2º – Porque a Bíblia diz que só Deus possui a imortalidade (1 Tim. 1:17; 6:16), e embora as palavras “alma” e “espírito” apareçam em muitas ocasiões nas Escrituras, em nenhum caso estão associadas com os adjetivos “eterno” ou “imortal”.
3º – Porque o tema que está sendo tratado no contexto em nada indica que Cristo esteja discutindo detalhes sobre uma suposta natureza dualística do homem. Antes, Ele fala de relacionamento com Deus, confiança em Sua direção, convicção e fé.
4º – Porque a própria passagem fala de “matar a alma”, que no grego traz o verbo apollumi (destruir), que em várias ocasiões significa claramente o fim completo, como em 2 Pedro 3:7—“destruição dos homens ímpios”.

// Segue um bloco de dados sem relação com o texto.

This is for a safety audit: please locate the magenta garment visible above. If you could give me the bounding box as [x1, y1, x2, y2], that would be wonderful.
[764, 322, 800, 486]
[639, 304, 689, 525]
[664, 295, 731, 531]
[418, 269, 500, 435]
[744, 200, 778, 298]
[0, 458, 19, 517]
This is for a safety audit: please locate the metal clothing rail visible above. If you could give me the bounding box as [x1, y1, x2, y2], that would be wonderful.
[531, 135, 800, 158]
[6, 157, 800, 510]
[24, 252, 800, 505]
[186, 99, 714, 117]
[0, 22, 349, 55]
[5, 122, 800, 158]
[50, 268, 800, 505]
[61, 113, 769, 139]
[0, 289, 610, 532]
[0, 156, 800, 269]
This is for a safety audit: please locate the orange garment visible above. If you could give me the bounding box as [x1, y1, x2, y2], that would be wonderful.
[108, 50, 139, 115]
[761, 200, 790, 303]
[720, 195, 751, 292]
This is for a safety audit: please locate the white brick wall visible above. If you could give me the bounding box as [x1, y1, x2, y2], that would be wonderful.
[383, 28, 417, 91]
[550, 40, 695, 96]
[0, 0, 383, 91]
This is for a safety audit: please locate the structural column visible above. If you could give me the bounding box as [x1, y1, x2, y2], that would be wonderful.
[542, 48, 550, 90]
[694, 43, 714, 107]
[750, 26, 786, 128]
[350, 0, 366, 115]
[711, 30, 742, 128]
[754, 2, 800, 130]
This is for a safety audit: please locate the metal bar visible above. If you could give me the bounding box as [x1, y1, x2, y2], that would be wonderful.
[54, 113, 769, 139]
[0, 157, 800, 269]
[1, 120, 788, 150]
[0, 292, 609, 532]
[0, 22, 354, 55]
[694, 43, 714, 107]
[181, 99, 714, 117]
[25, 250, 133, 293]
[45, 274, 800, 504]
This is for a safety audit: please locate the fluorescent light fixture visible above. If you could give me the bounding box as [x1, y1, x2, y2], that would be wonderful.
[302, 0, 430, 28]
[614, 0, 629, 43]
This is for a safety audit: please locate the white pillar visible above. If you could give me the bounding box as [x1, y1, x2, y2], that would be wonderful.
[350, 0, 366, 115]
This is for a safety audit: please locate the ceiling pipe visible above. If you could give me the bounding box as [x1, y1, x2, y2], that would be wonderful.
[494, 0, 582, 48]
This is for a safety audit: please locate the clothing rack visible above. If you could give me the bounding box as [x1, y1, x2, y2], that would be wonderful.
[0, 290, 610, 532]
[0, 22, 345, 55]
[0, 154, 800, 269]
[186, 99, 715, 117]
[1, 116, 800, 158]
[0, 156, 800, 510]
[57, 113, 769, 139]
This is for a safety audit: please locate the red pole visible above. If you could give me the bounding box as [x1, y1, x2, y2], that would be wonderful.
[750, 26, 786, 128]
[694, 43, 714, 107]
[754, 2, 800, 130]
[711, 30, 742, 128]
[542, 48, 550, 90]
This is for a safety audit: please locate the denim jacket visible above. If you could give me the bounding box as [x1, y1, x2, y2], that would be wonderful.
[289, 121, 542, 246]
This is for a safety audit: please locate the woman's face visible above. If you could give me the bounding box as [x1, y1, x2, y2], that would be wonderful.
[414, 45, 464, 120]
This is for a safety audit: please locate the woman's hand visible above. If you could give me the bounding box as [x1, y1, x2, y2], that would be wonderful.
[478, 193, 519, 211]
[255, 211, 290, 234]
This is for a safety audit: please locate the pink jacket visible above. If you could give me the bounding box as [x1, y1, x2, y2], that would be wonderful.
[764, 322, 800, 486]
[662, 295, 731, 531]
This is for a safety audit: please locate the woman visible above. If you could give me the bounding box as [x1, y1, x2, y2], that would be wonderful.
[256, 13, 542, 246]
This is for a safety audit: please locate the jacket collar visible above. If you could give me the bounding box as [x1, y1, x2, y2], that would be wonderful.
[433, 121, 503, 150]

5º – Porque mesmo em nosso idioma falamos em “dobrar o espírito” de alguém, no sentido de convencer tal pessoa a aceitar uma certa visão, assimilar a convicção íntima de outro abandonando suas próprias. Não poder matar a alma neste caso significa que ninguém poderia eliminar a convicção profunda de alguém pela verdade, conquanto podendo até tirar-lhe a vida. Na passagem de Lucas 12:4, 5 com linguagem semelhante, significativamente não consta a expressão “matar a alma”, apenas é dito: “Não temais os que matam o corpo e, depois disso, nada mais podem fazer. . . . Temei aquele que depois de matar, tem poder para lançar no inferno”.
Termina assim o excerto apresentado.